Cody McFadyen's latest book in the Smoky Barrett series will show you a glimpse of goodness, and then grab you by the throat and drag you inexorably through a story that is as intense as any of his previous work. As with his other novels in the series -- all of which have been international best sellers -- McFadyen forces Smoky to deal with the most twisted sociopathic killer imaginable; but this time he drives her so near the breaking point as to rend the very fabric of her sanity. McFadyen's themes push the envelope beyond cut-and-paste crime fiction with thought-provoking examinations of life, love, duty, faith and, of course, psychopathology. The opening pages of Abandoned find Smoky introspecting on the notion of aloneness in the face of even the deepest intimacy as she gazes at her sleeping lover:
I share the private knowledge … of what his flesh feels like against my flesh. The velvet steel of it. I know our unique sounds, our sharing and wanting and crying out, me and only me, and I feel a certain selfish pride about it all. I am, in those moments, a possessor of secret knowledge. A holder of hidden things. … But in the end, nothing changes the truth: He doesn't know, in that dark, what I am thinking in my heart of hearts, and I don't know the same of him. This is the truth. We are all separate islands. … I'm afraid to stare at him for too long. He might feel my gaze and wake up. He's alert that way, because he, like me, knows that death is a real thing. An ever-possible moment. You learn to sleep lightly when you do what we've done, see what we've seen.
Under a starry Hawaiian sky, Smoky considers the ways of the world, and the fact that she has chosen a career that puts her in constant contact with the vilest monsters to hide in human skin:
I spend my life peering into the darkness these people radiate. It's a cold blackness, filled with mewls and skittering things, high-pitched screeching laughter, unmentionable moans. I have killed bad men and been hunted by them too. It is my choice and my life, and I wake up to it, I come home from it, I sleep with my man and wake up to it again. So it's rare that I lift my head and really see the stars. We all live and die under them, but I tend to be most concerned with the dying part. I've had dreams of victims, on their backs, hitching final breaths as they gaze up at those ruthless, forever points of light.
Chapter 2 is primal. It comes at us in square, bold typeface, in contrast with the more tender touch of Smoky's Chapter 1 narrative. It is a flashback glimpse into the foundry of abuse that forges this story's villain from an existence of pain and hopeless brutality until it becomes an automaton concerned with nothing more than ensuring that it will continue to eat, breathe and excrete waste.

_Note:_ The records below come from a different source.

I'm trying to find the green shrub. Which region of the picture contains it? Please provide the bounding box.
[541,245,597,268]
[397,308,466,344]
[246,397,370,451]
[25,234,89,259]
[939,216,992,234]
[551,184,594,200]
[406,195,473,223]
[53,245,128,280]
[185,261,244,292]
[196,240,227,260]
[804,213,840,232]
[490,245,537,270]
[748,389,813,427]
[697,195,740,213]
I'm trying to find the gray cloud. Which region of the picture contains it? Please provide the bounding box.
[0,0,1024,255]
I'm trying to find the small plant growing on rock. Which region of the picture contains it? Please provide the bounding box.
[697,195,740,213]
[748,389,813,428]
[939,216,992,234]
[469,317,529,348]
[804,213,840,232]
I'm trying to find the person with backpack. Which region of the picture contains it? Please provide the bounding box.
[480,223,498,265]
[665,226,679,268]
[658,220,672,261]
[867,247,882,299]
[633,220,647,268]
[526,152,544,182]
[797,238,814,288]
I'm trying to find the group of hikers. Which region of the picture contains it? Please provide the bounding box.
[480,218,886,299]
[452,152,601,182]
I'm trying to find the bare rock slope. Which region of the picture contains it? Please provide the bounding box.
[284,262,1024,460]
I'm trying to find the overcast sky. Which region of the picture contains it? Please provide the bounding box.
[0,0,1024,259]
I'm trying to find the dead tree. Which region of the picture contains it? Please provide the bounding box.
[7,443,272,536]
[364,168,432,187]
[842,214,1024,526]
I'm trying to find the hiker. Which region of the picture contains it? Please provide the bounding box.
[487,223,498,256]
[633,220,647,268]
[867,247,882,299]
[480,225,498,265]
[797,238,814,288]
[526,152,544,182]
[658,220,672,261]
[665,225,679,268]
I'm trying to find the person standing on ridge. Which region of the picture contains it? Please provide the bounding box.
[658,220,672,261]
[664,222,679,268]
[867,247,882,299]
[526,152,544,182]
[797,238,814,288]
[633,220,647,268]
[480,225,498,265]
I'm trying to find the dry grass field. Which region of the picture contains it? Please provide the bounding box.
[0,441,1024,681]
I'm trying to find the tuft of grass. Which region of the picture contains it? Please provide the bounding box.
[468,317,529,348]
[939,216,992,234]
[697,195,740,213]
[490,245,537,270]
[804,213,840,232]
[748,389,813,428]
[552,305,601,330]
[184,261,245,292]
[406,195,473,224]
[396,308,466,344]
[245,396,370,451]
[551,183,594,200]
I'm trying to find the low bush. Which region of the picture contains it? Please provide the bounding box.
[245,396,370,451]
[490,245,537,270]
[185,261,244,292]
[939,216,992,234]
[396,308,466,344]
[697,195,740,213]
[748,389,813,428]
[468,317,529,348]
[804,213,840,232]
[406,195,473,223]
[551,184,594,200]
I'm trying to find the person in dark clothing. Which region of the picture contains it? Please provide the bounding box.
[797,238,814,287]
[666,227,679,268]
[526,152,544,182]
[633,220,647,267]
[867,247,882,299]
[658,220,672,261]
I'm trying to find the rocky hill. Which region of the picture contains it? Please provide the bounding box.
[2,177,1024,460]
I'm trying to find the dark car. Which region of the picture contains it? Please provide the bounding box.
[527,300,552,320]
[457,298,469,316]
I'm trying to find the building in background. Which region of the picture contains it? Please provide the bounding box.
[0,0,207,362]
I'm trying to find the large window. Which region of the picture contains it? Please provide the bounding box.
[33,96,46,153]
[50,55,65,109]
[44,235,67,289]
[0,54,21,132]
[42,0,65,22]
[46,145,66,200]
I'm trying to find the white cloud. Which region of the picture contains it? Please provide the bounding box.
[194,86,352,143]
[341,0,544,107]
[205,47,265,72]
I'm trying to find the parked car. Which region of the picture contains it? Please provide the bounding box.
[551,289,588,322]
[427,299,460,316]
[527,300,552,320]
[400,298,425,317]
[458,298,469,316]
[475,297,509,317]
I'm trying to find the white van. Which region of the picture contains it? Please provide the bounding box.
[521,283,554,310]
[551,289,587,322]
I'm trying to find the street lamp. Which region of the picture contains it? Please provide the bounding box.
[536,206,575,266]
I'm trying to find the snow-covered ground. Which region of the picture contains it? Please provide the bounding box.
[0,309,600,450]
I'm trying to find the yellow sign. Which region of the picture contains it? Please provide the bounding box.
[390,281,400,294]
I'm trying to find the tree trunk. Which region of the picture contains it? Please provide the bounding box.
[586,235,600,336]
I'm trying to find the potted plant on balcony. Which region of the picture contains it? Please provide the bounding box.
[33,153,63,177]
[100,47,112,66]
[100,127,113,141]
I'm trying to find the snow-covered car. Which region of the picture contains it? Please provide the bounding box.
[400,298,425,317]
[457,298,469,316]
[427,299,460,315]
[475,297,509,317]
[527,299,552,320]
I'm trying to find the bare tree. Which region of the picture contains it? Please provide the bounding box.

A conglomeration of parts with human appearance -- but in reality nothing more than a mass of cold, calculating, animated meat.
Chapter 3 transitions back to the softer typeface of Chapter 1, and we're treated to a lighter tone as Smoky and her friends celebrate the wedding of one of their own: beautiful Callie, the irreverent, red-headed forensics and criminology expert whom everyone had always considered a "serial non-monogamist." But by the end of the chapter, Smoky has received a mysterious text message promising a special delivery -- and then a screaming woman is dumped from a car into their midst. The woman, showing signs of malnutrition and dehydration, has obviously been held in darkness and in shackles for years. She is stark, raving mad.
With all this and more in the first 30 pages, you will be locked in and propelled forward through terror, tears and adrenaline as you follow Smoky and her team through a story so believable and so emotionally charged that the only reason you'll be able to find for stopping will be exhaustion from the relentless pace.
Steven Beach is a writer who lives in Lawsonville.